A partire dal 1914 il fronte orientale si divideva in 2 settori: il settore nord vedeva impegnati negli scontri Germania e Russia.
Il settore sud invece era caratterizzato da Austria-Ungheria, Russia, Romania (1916), Bulgaria (1915) ed alcuni contingenti ottomani.
Se nel primo vi era una condotta difensiva da parte russa data dal precedente disastro dei Laghi Masuri, il secondo aveva un’impronta offensiva: fu protagonista di diverse ritirate e massicci contrattacchi austro-tedeschi (esempio: Gorlice-Tarnow).

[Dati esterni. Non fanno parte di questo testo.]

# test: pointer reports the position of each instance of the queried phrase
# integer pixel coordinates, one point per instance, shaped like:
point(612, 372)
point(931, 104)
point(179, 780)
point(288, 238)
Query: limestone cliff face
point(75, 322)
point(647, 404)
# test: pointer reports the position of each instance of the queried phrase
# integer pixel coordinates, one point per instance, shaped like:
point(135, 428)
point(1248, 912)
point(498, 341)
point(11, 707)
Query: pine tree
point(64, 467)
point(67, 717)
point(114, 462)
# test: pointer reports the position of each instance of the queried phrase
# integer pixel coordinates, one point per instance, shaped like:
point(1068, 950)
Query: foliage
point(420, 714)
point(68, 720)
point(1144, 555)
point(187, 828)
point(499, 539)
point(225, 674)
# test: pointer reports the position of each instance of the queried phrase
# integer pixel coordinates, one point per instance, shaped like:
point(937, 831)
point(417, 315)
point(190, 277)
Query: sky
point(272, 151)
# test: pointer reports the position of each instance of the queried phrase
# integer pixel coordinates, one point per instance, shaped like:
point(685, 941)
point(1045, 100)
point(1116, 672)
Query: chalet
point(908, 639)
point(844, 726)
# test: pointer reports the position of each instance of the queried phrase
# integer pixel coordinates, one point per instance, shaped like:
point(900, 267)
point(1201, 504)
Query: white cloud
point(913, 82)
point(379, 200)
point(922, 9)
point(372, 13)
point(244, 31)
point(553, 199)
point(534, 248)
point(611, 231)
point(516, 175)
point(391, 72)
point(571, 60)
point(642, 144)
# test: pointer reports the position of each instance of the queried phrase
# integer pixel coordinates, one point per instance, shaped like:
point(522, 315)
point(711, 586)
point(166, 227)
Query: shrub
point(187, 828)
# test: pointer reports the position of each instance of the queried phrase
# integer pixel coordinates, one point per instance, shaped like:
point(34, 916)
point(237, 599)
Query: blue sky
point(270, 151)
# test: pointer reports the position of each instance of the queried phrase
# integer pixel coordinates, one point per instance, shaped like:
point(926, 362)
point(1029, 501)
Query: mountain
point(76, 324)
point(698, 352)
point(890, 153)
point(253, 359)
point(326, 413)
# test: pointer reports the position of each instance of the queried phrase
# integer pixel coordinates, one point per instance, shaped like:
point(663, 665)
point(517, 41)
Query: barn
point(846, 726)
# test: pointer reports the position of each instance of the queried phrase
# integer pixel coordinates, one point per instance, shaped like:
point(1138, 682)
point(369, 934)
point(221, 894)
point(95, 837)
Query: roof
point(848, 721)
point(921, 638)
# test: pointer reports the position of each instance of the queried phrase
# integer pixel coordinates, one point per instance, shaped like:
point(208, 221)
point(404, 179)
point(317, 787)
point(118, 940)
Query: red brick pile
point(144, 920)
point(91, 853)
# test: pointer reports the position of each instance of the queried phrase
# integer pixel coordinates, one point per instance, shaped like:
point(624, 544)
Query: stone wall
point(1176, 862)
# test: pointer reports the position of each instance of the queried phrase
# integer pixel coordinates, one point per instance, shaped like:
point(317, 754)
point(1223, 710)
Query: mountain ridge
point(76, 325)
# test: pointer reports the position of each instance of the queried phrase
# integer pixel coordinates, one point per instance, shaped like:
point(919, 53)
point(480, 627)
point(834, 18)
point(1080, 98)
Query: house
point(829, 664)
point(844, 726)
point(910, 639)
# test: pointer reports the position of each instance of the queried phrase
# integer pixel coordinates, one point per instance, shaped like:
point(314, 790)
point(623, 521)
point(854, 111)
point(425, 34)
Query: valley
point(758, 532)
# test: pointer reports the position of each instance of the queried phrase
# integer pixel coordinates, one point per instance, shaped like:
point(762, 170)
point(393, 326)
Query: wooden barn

Il crollo del fronte orientale iniziò con l’occupazione di Bucarest da parte degli austro-tedeschi il 6 dicembre 1917 nell’ottica di sconfiggere definitivamente la Romania.
Successivamente alla fuga verso la Moldavia di ciò che rimaneva dell’esercito romeno, del governo e della famiglia reale, il paese venne conquistato dagli imperi centrali il 17 novembre dello stesso anno.
Nel settore nord, dopo il fallimento dell’offensiva Kerenskij l’esercito del 2° Reich approfittò del collasso dell’esercito russo e riuscì a conquistare Riga e ad avanzare verso Pietroburgo,l’ex Pietrogrado.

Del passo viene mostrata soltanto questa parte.